オーク関係論(多分)

黒いやかん

普通に豚関係から

 その造形の言訳にもされるオークの語源、ポークと同系の、ポルキュスがどうたら、オルクスがどうとか、は、大体否定されてゐるけども、一応。


 オルクスの関係にオルカがゐた筈であるが、ORCAは、日本海沿岸部のどこぞで「タテオベス」と呼ばれて忌まれてゐたらしい他、シャチ、と言ふ呼称が、外来魂(マナ)を表す呼称であり、なんぞチャンスとか幸運でいいや、が物質として海で泳いでゐると考へられてもゐたらしい。なほ幸矢(サツヤ)とか言って、「HITした投擲系武器」はそれが幸運そのものであるとして拝まれたらしいけど、猟師さんが前もってたシャチ玉と西欧の「銀の弾丸」はたまたま似通ったでいいはず。


 大昔、スワインハード(豚飼ひ)は、冥府の神オルクスを筆頭に死後のなんぞを司る神に仕へる者の兼業であり、その「豚飼いってえらいよね」な伝統は、あー、アイルランドの守護聖人、聖パトリック上人様の、一介の豚飼ひ稼業から身を起こし、ローマだか、エルサレムぢゃねえよなへ赴いて修行の果てに、聖なるものとして豚の島エリンへ帰り、教化為したり蛇を駆逐したりしたさうな、とか、サンタクロースが十八世紀までは冬至あるいはクリスマスに各戸を訪ふて、よい子にプレゼントをではなく、持ってきた豚を屠って肉にして家の衆へ振る舞ふ、といふアレな伝承の形で、キリスト教に何となく入ってゐるものの、ラヴクラフトは邪悪なものとして豚飼ひを出したし、


ジム・ヘンソンのストーリーテラーの一話「ハリネズミのハンス」では、グリムの収録した「ハンスあるいは坊ちゃんハリネズミ」、ハリネズミのやうな醜い子供のハンスが、森へ行って豚の繁殖に成功し、一回田舎へ帰って、村の衆を総動員させて屠畜祭りを開催する、シーンがカットされてゐる。
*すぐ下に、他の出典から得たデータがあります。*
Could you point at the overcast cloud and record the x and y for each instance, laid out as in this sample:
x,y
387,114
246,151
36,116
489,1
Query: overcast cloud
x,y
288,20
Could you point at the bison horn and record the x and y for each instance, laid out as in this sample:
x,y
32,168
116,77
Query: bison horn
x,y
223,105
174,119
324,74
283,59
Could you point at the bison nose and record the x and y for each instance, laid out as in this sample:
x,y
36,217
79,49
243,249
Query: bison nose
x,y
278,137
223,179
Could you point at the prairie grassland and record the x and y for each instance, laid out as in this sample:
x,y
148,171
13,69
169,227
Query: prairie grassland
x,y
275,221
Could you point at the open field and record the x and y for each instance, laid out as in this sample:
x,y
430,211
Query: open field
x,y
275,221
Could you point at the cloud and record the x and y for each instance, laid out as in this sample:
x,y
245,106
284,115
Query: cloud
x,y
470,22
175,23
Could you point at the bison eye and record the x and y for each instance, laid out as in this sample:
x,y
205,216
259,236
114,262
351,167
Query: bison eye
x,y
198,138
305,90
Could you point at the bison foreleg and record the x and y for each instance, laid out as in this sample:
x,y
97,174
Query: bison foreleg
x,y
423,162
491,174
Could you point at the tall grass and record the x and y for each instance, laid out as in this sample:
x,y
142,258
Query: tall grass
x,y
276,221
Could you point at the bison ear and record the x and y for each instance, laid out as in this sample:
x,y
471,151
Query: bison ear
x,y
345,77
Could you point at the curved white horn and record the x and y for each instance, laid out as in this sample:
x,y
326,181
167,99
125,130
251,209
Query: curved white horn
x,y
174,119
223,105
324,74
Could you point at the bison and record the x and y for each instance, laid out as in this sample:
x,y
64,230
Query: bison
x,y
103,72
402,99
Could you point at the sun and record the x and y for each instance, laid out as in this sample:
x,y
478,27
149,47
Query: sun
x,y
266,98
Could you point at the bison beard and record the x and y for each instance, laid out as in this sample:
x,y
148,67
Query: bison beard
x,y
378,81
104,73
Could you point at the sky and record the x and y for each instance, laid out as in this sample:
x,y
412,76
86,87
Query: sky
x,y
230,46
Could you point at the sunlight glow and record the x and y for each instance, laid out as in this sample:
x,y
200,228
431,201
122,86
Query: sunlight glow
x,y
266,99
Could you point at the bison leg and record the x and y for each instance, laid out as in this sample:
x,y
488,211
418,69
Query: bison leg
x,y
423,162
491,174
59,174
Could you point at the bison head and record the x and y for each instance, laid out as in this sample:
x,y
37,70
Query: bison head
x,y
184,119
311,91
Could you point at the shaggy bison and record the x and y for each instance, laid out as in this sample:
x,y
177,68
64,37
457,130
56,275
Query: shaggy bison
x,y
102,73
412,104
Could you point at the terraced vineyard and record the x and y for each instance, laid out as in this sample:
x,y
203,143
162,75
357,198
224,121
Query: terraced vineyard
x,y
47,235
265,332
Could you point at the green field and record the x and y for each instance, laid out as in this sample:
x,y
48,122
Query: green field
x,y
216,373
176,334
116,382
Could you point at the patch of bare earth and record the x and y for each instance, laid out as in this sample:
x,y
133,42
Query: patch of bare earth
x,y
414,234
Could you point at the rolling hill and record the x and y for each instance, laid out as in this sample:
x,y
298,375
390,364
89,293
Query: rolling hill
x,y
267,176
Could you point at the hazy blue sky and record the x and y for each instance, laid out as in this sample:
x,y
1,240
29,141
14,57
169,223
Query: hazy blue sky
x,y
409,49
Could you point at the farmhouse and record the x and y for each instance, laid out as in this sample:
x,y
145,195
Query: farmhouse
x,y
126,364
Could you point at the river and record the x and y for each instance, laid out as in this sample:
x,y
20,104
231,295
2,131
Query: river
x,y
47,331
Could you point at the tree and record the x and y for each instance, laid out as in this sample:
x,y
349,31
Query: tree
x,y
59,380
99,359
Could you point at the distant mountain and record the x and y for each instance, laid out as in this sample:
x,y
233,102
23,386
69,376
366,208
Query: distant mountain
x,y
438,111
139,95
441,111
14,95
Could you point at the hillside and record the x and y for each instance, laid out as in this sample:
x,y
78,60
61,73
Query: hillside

ちなみに、一般人が屠畜といふのを信じられない日本へ向けた資料では、さらっと書かれる。


なほそのジム・ヘンソンの方の、ストーリーテラーの、ハリネズミのハンスはある時からいきなり威厳があるが、原典でも、いい王様の娘を娶る際、嫁の関係へ呪ひをとる手順をいろいろ指示するが、多分この辺は、「スワインハードだもんで神様とかスーパーナチュラルななんぞからなんか聴けるんだらよ」と言ふ何かが消されてなほ滲み出てゐるでいいはずである。アメリカ関係はー、ナニなのだけども、あの、オークの出た話の、元の話『指輪物語』は、アメリカやニュージーランドなど新興国でもてはやされてゐる。



 ネタとしてヒルディスヴィーニやグッリンブルスティ等の騎乗用猪、マザーグースに頻出するらしい「鞍(Saddle)を置く雌豚(Sow)」巨人を乗せてイングランド各地を回ったといふ豚頭の妖精、角足のジミーとかをアレすると面白いと思ふのだが、どっちかっつうと「指輪物語」に、最も最下層のオークで、「狼乗り」と言ふのがゐて、(ワーグと呼ばれる巨大な 著者注釈 こっちはいろいろ乗せないんでした)狼に打ち跨り、統制が取れてるんだかゐないんだかの戦線を潜り抜けて善なるものへなんかしてゐる。健部伸明『幻獣大全』では、「サンタクロースからの手紙」に登場する、ゴブリンが、小さいことと、ドラシル(馬の意!)と呼ばれる胴長短足の犬のやうなものに乗ってゐる点、「ホビットの冒険」ではオークが「ゴブリン」と呼ばれてゐた点を指摘して、多分、指輪の最小オークのなれの果てではと言ってゐる。ので、豚ライダーオークはいいと思ふがオークがなんかを御神輿に乗せてアレするのはなんつうかなぁ。


ダンジョンズ&ドラゴンズでの、オークが拝んでる神様は、さういふ死の神でないが、隻眼であるといふ、原始的な鍛冶屋の神様の特徴の一つを持ってゐる。多分批評とか分析で、「オークは鍛冶屋さんのごとき、スヴェルトアールヴ(ドワーフ)としてのエルフなんだらよ」と言ふナニだと思ふ。